4. During the pendency of the saidsuit the plaintiff opposite party made an application for amendment of plaint under Order 6, Rule 17 of the Code of Civil Procedure for inserting paragraphs 8A to 8C inter alia to the effect that the defendant had without previous consent in writing of the plaintiff sublet a portion of the suit premises as also had transferred or assigned a portion of suit premises and the defendant or persons residing in the premises had done acts contrary to the provisions of Clause (b) of Sub-section (1) of Section 13 of the West Bengal Premises Tenancy Act, 1956 and that the suit premises though let out for residential purpose to the defendant was being used for purposes of trade and business, that is, for a purpose other than the purpose for which it was let out for more than four months without the consent in writing of the plaintiff.

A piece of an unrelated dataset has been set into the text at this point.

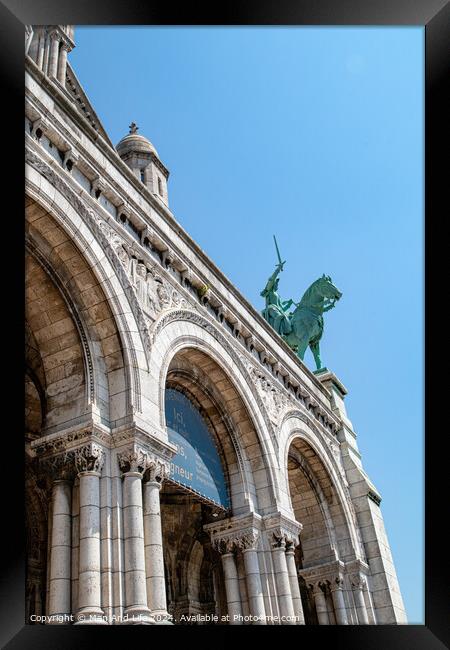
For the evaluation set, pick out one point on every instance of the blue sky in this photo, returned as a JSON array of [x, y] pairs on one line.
[[316, 135]]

5. The said application for amendment was opposed by the defendant and a petition of objection was filed by him to the aforesaid application for amendment of the plaint. In the said petition of objection, the allegations of the plaintiff were denied and it was contended by the defendant that the proposed amendment had been prayed to achieve the ulterior purpose of the plaintiff and the proposed amendment would also change the nature and character of the suit and as such the same should be rejected.
6. The learned Subordinate Judge by his aforesaid Order No. 69 dated August 16, 1976 allowed the said application for amendment of plaint inter alia on the finding that the proposed amendment will not change the nature and character of the suit. As aforesaid, the defendant petitioner challenged the said order of the learned Subordinate Judge in the instant Rule.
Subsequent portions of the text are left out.